The dry-run output shows every field that would change, per locale. A human reviews that diff before the confirm command runs. If anything looks wrong — a keyword that slipped in from the wrong locale, a description that is technically accurate but tonally off — it gets caught here without ever touching App Store Connect.

Checking submission status

asc status --app "YOUR_APP_ID"

Screenshots: still manual

asc can list existing screenshots and video previews:

asc screenshots list --app "YOUR_APP_ID"
asc video-previews list --app "YOUR_APP_ID"

We use this to audit coverage — which locales are missing screenshots for a given device class. But generating the screenshots themselves is still manual. Automated screenshot tools haven't reached a quality bar where we would trust them to represent the app in the store without human review of every frame.

Monthly review via cron

An OpenClaw cron job runs once a month and performs the full cycle:

Monthly ASO cycle:
1. asc localizations list → fetch current metadata for all locales
2. Compare against codebase locales/* → detect new features or changed terminology
3. If changes found → generate updated metadata draft
4. Send draft for human review before any submission

The trigger for a review is not the calendar — it is code changes. If no new features shipped and no terminology changed, the agent may find nothing to update. If a significant feature landed, the agent notices the gap between the codebase and the live store copy and surfaces a specific draft rather than a generic reminder.

What we decided not to automate

We did not aim for full automation. The deliberate omissions:

  1. Screenshots — The most persuasive element in a store listing. Automated generation is not there yet.
  2. Final submission — The --dry-run gate is cheap and prevents an entire class of hard-to-reverse mistakes. The cost of keeping a human in the loop at this step is negligible.
  3. A/B testing — Apple's Product Page Optimization already provides this capability natively. No reason to build a parallel system.

The division that emerged: agent handles research, drafting, structuring, and scheduling; a human handles final judgment on what ships.

What we learned

asc and AI agents are a natural fit. The CLI is non-interactive, JSON-first, and covers the full App Store Connect surface. There is no screen-scraping, no browser automation, no session management. The agent calls a command, gets structured data back, reasons about it, and calls the next command. That loop is easy to build and easy to audit.

Localization ROI is higher than it looks. Ten locales sounds like ten times the work. With an agent doing the drafting, the marginal cost per additional locale is close to zero. More locales means more keywords indexed across more markets — the total addressable keyword surface grows roughly linearly with the number of supported locales.

Long-tail keywords are where indie apps win.

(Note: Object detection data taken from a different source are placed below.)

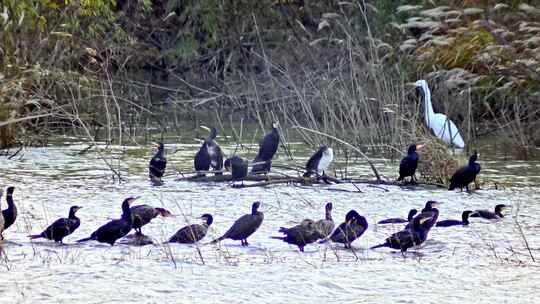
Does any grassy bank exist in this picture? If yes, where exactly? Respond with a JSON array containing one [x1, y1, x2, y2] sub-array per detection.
[[0, 0, 540, 159]]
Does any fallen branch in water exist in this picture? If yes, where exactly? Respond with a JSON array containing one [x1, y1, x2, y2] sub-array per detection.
[[176, 171, 446, 188]]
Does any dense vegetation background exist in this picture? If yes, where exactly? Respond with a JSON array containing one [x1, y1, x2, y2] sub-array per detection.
[[0, 0, 540, 155]]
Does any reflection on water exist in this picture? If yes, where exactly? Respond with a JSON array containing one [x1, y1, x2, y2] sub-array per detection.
[[0, 141, 540, 303]]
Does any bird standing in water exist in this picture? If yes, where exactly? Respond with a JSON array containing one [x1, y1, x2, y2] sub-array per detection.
[[211, 202, 264, 246], [251, 122, 279, 174], [0, 189, 5, 240], [130, 205, 172, 235], [77, 197, 137, 246], [193, 127, 223, 176], [28, 206, 82, 244], [398, 144, 423, 183], [315, 203, 335, 239], [405, 201, 440, 231], [304, 145, 334, 177], [169, 213, 214, 244], [471, 204, 508, 220], [2, 187, 17, 230], [448, 151, 481, 191], [435, 210, 474, 227], [224, 155, 248, 184], [377, 209, 418, 224], [271, 219, 323, 252], [148, 143, 167, 184], [370, 216, 430, 252], [415, 79, 465, 149], [321, 210, 368, 248]]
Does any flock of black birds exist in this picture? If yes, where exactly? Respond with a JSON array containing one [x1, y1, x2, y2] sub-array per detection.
[[0, 124, 508, 252]]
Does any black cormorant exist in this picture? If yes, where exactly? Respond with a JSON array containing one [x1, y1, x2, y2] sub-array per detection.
[[471, 204, 508, 220], [321, 210, 368, 248], [398, 144, 423, 183], [130, 205, 172, 235], [224, 155, 248, 183], [271, 219, 323, 252], [2, 187, 17, 230], [251, 122, 279, 174], [371, 216, 429, 252], [304, 145, 334, 177], [148, 143, 167, 182], [377, 209, 418, 224], [169, 213, 214, 244], [435, 210, 473, 227], [405, 201, 440, 231], [448, 151, 481, 191], [193, 127, 223, 176], [0, 189, 5, 240], [212, 202, 264, 246], [29, 206, 82, 244], [77, 197, 137, 246], [315, 203, 335, 238]]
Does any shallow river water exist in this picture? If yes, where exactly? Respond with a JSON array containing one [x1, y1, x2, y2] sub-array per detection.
[[0, 140, 540, 303]]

Competing on "diary app" or "journal" against apps with large review counts and established ranking is a losing proposition. The agent is good at generating large lists of specific candidates — "AI journal," "private diary with biometrics," "daily reflection app" — and those long-tail terms are where organic discovery actually happens for a smaller app.

ASO is a maintenance task, not a one-time setup. Shipping a new feature without updating the store description means users who would have found the app via that feature's keywords never see it. Wiring the review cycle to codebase changes rather than a fixed calendar makes it much more likely that metadata stays current.